Luca Furieri BEng PhD MEng

Luca Furieri is an Associate Professor of Engineering Science at the University of Oxford and a Tutorial Fellow in Engineering at St Hugh’s College. Before joining Oxford, he was an SNSF Ambizione Fellow and principal investigator at EPFL. He received his PhD from ETH Zurich. His work has received the IEEE Transactions on Control of Network Systems Best Paper Award and the O. Hugo Schuck Best Paper Award.

Luca’s research lies at the interface of control theory, optimisation, and machine learning. His group develops mathematical methods for autonomous systems that learn from data while operating in feedback with the physical world, with a focus on dynamical systems composed of many interacting decision-makers. His research is motivated by applications in robotics, multi-robot and logistics systems, and energy systems.

Reinforcement Learning with Guarantees: Developing a neural system-level synthesis perspective to learn over safe and stable closed-loop behaviors.

Distributed Control of Networked Systems: Designing modular control policies for networks of systems, from linear to nonlinear settings.

Learning-based Optimization: Enhancing the performance of legacy solvers through neural network components without compromising worst-case convergence guarantees.

Networked Control with Safety and Stability Guarantees

Large-scale networked systems, such as autonomous vehicle fleets and power grids, require many interacting agents to coordinate sensing, actuation, and communication in real time. Luca's group designs learning-based control frameworks that scale to these complex environments while preserving fundamental safety and stability guarantees, without introducing unnecessary conservatism. 

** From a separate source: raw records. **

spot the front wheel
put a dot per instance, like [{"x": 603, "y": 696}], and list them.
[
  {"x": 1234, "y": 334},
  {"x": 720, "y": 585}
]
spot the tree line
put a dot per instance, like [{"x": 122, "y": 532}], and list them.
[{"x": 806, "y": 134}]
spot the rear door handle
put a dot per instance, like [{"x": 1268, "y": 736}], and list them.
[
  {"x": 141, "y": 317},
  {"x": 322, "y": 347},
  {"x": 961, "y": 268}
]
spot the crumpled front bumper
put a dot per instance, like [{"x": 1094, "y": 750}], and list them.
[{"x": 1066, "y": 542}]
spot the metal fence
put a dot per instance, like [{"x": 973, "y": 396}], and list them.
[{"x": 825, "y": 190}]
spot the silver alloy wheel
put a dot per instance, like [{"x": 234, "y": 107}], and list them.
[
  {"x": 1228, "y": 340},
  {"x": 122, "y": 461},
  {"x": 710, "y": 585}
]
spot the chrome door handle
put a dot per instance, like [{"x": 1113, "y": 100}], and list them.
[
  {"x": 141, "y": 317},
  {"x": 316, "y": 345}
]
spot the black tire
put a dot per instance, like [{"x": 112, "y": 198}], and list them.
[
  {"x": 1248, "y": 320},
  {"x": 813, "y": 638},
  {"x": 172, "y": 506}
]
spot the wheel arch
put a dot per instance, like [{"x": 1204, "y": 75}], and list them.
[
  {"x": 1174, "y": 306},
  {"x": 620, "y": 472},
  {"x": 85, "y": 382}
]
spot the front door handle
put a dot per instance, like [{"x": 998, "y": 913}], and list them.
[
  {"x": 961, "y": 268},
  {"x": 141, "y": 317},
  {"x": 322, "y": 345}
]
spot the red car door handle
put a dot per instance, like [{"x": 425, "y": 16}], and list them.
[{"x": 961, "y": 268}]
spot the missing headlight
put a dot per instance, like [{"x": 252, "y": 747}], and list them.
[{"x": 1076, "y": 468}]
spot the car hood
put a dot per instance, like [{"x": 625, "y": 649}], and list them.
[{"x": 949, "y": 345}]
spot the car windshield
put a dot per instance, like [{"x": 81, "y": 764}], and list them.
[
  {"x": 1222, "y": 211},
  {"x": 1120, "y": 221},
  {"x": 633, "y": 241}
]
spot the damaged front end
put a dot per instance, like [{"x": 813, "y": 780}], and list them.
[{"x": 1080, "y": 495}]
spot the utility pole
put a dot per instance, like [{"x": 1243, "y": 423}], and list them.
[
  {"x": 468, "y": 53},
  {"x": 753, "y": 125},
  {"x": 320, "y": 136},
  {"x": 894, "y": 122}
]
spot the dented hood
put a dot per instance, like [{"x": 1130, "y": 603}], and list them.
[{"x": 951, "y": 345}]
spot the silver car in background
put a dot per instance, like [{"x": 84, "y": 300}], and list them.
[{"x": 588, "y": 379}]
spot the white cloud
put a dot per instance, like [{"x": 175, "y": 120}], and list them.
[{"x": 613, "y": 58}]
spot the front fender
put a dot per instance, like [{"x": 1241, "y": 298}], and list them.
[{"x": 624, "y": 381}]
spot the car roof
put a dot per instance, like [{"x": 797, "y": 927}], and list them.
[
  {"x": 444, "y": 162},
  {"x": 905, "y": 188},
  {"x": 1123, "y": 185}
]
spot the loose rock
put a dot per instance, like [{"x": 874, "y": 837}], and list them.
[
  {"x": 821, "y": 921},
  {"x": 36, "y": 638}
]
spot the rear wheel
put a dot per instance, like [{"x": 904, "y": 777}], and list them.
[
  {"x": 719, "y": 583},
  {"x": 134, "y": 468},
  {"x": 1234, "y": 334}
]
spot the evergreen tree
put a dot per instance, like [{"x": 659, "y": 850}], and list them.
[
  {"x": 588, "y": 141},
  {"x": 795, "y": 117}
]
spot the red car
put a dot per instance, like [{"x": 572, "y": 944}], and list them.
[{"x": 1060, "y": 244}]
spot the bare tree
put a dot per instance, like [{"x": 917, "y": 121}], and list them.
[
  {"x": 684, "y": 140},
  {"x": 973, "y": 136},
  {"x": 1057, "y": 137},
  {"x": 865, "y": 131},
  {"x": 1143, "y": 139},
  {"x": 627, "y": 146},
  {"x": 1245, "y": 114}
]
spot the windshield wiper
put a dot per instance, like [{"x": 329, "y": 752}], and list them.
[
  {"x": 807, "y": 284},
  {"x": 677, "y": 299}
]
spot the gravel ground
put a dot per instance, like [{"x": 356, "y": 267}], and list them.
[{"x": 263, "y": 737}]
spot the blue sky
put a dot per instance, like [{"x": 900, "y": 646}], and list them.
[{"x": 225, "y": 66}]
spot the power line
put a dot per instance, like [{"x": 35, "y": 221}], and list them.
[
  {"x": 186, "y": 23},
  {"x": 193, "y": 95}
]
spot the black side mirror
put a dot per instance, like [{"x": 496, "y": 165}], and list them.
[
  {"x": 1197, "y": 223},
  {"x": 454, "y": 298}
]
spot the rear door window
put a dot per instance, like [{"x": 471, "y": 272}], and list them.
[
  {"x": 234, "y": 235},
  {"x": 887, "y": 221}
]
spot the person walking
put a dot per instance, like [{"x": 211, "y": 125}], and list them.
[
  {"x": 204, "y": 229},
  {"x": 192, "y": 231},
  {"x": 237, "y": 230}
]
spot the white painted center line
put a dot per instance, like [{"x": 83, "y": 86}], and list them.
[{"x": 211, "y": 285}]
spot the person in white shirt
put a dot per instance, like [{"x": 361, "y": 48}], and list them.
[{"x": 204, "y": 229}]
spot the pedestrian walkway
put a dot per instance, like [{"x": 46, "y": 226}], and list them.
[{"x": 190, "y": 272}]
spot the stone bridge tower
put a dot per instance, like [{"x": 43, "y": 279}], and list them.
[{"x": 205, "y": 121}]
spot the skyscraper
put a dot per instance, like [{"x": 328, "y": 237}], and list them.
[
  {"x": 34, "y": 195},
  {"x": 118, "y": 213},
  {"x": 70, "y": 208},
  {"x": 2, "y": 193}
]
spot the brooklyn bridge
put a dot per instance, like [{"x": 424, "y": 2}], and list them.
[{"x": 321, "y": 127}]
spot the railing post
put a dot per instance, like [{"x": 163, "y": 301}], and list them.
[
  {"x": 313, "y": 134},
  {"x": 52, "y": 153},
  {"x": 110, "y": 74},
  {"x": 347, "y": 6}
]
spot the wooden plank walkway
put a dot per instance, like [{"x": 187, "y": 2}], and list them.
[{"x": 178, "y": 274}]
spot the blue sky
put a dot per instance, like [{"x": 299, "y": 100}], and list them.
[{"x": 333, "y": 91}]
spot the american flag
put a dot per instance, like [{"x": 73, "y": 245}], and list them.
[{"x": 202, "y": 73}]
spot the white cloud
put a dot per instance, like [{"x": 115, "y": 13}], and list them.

System Theory for Algorithm Design

Many engineering problems involve solving optimization tasks rapidly and reliably. System and control theory offer a principled toolkit to design optimization algorithms with formal guarantees on convergence, speed, and robustness. Luca's group develops enhanced optimization and machine learning algorithms by leveraging nonlinear system theory and integrating neural network components.